At 34, Audubon Zoo’s lowland tapir’s not far from setting a record

Longtime Audubon Zoo resident Watermelon, the oldest lowland tapir living in captivity in North America, celebrated his 34th birthday Thursday — just one day early.

Zoo employees gathered in Watermelon’s enclosure, where he lives with his daughter Daphne, for a slice of carrot cake with mashed-potato frosting.

When Watermelon was born in 1979, he was striped with distinctive camouflage markings, and looked as all tapir calves do, like a beige and brown-colored watermelon.

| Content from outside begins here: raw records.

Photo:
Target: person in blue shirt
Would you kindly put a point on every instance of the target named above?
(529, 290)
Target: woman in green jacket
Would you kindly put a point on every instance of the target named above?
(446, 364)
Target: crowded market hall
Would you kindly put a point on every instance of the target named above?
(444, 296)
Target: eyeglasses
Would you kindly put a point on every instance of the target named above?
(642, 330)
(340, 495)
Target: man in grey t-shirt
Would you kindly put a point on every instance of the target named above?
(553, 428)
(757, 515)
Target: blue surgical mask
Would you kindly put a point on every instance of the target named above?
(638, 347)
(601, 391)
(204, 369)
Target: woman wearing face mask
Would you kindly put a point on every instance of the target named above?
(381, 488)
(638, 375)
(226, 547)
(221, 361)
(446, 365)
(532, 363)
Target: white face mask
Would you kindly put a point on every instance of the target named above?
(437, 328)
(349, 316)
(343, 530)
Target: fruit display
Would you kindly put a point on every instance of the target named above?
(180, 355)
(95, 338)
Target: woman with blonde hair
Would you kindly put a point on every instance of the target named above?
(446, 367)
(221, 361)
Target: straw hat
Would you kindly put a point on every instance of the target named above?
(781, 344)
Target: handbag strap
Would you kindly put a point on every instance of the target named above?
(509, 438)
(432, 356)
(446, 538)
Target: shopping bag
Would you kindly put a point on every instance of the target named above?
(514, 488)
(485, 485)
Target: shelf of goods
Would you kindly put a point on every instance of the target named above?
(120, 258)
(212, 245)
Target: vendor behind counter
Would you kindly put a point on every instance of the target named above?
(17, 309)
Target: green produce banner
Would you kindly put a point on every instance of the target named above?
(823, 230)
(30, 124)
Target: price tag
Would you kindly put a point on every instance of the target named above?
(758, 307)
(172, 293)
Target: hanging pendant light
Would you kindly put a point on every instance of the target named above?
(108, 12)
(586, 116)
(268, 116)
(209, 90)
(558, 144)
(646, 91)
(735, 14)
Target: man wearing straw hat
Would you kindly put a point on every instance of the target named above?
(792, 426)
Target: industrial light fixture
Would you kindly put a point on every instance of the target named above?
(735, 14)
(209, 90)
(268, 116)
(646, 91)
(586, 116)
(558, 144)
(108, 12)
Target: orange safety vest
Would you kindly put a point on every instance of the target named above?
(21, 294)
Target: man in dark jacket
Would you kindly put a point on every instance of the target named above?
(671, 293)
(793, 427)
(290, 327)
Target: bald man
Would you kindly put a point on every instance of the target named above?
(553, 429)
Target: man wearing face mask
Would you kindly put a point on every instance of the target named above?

The 400-pound creature munched his cake delicately under his giant protruding nose while Daphne hammed it up for the cameras — showing off her large teeth and lifting her odd snout up into the air. The nose and upper lip of the tapir are joined into a flexible snout similar to an elephant’s trunk.

In captivity and in the wild, tapirs typically have a lifespan of about 25 to 30 years. As far as Zoo Curator Lee Schoen knows, the oldest lowland tapir in captivity lived to be 35 years old, leaving Watermelon just a few years shy of setting a record.

Watermelon has led a full life as the father of about a dozen tapir calves. Daphne is the only one who stayed at home, while Watermelon’s other progeny are spread across many zoos — including one daughter who lives in Europe.

But in terms of family life, Schoen said that lowland tapirs tend to be solitary in the wild, and the males do not contribute to the care of their babies.

The animals have been around for about 35 million years, and have changed very little in appearance. The lowland tapir is found throughout most of South America. They can grow up to 6 feet long and weigh 550 pounds. They also live in parts of Mexico, Central America and Asia, but fossils of tapir ancestors have been found on every continent except Antarctica, giving some scientists evidence for the existence of a supercontinent. In Belize, April, a Baird’s tapir, also called a mountain cow, is the national animal, and her birthday is celebrated as a national event.

While somewhat hog-like in appearance, the tapir is more closely related a horse or rhinoceros. In Thailand, the word for tapir, P’som-sett, means “mixture is finished,” referring to the belief that the tapir was created from leftover parts of other animals.

Though some may not judge the aardvark-nosed animal as particularly cute, Schoen wrote in an email that “Beauty is, of course, in the eye of the beholder. I know all the folks that take care of Watermelon think he is very handsome. Definitely cuter than a squid or a naked mole rat.”